Options to fight back the discontinuation of Sandbox Solution in SharePoint Online

The deprecation of Sandbox solution is actually not new to those who continuously keep their eyes on Microsoft, which was announced in 2014. And 2 years later in 2016, Microsoft announced that its steps to completing the removal of code-based sandbox solution in SharePoint Online. Customers who have been using code-based sandbox solution have only 30 days before existing code gets stopped. This message does contribute to the list of pain points that exists.

In this article, I’m trying to propose a few options for such I call “a surprised disaster” in SharePoint. The article is not going to technically tell you step by step like removing assembly or converting code-based sandbox solution to client-side code. This is the job of hands-on developer which I’m not doing now.

Client-side Conversion

One of the common approaches is to convert to client-side code to be compatible with SharePoint Online. This sounds an ideal approach but you would not have enough time if your SharePoint Online has many sandbox solutions deployed. Microsoft only allows your changes within 30 days. If you can convince your customers to hold on the business that sandbox-based application is offering just during the time of conversion, this approach is for you. In real-world case, it rarely happens, especially for organizations who have adopted Office 365 from the beginning (back to the day when folks heard of the cloud-based version of SharePoint).

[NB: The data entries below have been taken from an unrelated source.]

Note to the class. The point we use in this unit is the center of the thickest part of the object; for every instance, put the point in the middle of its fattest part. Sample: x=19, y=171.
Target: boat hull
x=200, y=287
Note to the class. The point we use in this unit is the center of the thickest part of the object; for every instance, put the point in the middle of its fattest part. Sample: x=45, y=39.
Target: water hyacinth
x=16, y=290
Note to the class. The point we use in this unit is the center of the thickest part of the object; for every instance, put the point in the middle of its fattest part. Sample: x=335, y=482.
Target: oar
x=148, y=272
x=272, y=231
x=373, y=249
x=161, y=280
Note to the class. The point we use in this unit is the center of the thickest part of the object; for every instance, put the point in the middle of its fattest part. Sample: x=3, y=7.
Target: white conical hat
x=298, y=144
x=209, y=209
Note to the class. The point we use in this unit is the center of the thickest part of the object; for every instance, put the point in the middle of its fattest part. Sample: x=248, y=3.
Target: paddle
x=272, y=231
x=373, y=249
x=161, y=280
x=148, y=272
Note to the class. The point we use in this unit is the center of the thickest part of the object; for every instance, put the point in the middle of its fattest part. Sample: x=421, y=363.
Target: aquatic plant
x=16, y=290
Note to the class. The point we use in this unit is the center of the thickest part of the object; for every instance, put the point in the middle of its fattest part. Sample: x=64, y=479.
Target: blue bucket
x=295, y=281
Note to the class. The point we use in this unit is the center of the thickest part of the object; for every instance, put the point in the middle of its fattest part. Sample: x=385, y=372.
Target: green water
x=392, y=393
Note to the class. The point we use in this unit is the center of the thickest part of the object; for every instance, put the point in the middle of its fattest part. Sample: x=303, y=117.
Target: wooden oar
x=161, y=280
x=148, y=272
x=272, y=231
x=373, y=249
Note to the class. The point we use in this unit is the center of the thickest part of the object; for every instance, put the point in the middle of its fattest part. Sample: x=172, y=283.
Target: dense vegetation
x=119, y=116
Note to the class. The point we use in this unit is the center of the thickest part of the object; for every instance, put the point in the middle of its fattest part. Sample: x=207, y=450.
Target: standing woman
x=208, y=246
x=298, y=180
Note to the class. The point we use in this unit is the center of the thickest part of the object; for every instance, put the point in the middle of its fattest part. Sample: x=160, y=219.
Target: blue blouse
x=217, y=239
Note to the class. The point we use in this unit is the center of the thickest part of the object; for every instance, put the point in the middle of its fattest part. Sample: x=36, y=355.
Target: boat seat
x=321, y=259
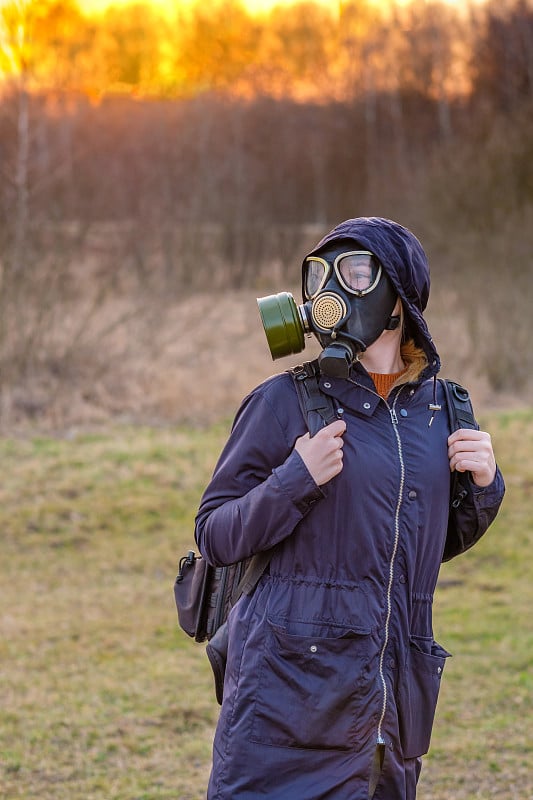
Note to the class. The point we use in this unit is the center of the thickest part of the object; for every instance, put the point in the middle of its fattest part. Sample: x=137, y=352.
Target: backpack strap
x=460, y=415
x=318, y=409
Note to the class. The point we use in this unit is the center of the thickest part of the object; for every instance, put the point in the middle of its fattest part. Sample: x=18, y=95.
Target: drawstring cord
x=434, y=406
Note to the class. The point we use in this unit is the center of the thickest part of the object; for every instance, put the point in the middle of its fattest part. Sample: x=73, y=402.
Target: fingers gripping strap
x=318, y=409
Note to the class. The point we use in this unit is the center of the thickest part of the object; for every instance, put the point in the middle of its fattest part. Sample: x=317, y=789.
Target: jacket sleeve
x=260, y=490
x=470, y=520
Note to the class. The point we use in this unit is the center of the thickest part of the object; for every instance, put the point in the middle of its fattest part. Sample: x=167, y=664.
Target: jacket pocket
x=309, y=689
x=418, y=693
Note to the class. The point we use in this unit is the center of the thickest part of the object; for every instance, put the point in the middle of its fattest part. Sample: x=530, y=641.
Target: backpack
x=204, y=594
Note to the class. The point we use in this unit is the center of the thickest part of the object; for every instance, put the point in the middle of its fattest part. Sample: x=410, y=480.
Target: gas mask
x=348, y=303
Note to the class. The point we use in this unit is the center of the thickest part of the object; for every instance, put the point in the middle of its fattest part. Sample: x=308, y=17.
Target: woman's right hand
x=322, y=453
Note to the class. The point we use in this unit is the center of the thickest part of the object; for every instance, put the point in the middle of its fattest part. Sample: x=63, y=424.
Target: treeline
x=424, y=116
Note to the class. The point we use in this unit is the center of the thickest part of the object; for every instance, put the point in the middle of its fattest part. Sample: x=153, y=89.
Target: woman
x=333, y=672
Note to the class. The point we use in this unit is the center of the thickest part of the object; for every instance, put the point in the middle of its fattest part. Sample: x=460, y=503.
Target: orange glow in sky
x=255, y=6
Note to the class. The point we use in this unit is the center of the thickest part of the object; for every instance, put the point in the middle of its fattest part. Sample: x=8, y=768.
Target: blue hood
x=404, y=261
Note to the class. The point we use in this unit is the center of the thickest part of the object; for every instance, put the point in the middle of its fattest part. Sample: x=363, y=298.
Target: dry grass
x=103, y=698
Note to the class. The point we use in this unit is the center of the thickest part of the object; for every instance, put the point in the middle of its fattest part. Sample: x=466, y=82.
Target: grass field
x=103, y=698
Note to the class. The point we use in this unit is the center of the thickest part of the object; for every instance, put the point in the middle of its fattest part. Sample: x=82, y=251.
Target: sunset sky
x=252, y=5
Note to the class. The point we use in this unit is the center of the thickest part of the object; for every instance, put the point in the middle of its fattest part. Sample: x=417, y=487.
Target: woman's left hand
x=470, y=450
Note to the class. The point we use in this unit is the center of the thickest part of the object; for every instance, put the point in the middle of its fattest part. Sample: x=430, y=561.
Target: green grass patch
x=104, y=698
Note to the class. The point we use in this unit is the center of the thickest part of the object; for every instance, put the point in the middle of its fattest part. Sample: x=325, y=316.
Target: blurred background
x=163, y=164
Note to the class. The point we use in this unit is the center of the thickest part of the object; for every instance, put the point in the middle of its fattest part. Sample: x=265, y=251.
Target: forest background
x=160, y=169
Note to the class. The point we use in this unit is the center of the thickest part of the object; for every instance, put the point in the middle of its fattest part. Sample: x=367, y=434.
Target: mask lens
x=358, y=272
x=315, y=271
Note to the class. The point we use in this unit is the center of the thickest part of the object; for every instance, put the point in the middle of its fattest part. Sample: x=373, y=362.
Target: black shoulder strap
x=318, y=409
x=460, y=415
x=459, y=405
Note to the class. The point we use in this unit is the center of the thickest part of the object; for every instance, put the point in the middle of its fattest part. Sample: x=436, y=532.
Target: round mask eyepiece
x=328, y=310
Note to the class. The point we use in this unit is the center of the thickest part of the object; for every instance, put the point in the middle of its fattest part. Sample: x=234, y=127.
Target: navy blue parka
x=334, y=652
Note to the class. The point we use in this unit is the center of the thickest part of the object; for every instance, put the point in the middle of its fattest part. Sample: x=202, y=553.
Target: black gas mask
x=348, y=303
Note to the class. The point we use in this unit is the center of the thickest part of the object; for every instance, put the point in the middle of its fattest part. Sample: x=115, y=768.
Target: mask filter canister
x=284, y=322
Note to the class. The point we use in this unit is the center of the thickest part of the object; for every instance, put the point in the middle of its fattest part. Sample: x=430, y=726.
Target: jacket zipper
x=394, y=420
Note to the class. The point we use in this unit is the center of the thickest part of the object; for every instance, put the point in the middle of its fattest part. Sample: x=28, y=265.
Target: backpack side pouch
x=190, y=588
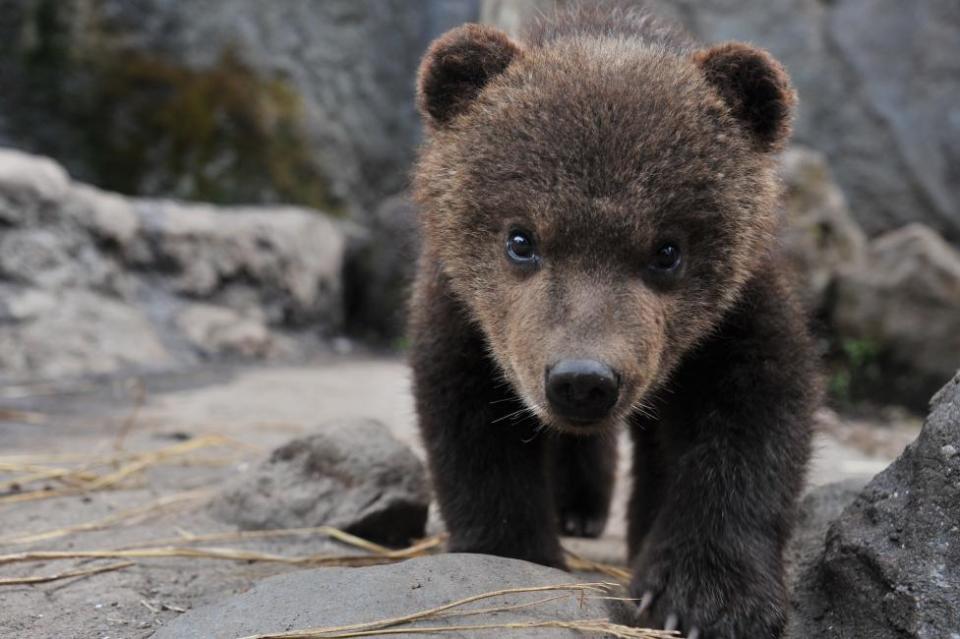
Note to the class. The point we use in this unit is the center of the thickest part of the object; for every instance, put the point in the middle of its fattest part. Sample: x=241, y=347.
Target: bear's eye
x=520, y=247
x=666, y=259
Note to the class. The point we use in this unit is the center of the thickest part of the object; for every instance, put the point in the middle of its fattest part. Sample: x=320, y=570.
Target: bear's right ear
x=457, y=67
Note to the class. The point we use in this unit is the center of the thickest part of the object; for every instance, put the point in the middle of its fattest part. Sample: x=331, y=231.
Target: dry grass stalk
x=247, y=535
x=125, y=465
x=39, y=579
x=390, y=626
x=578, y=563
x=233, y=554
x=125, y=517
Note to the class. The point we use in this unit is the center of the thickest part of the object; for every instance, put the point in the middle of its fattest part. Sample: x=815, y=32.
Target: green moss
x=856, y=368
x=148, y=125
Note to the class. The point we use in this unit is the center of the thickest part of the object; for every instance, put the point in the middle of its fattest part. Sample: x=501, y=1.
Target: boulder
x=889, y=566
x=328, y=597
x=902, y=303
x=884, y=115
x=352, y=474
x=95, y=282
x=820, y=235
x=229, y=101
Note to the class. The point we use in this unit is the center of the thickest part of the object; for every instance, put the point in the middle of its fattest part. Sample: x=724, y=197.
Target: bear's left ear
x=756, y=88
x=457, y=67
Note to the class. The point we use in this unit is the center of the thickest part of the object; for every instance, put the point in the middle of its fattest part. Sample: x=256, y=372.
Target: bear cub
x=599, y=213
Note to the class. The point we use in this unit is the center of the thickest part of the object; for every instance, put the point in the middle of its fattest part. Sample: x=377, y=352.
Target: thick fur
x=603, y=139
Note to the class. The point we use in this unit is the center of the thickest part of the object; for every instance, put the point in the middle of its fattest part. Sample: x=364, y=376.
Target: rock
x=380, y=270
x=218, y=331
x=352, y=474
x=818, y=509
x=95, y=282
x=75, y=333
x=229, y=101
x=889, y=566
x=903, y=303
x=884, y=116
x=340, y=596
x=821, y=236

Move Sandbox solution back to On-premises

This approach is to still keep sandbox solution but move back to On-premises environment (by it means, the private cloud environment running on Azure should be called an on-premises environment). What you only need to do is extract solution, build a new SharePoint farm and deploy sandbox into the farm. With this approach, you save your time, and offer your customer a continuous running business with sandbox solution, without any waiting time for model conversion.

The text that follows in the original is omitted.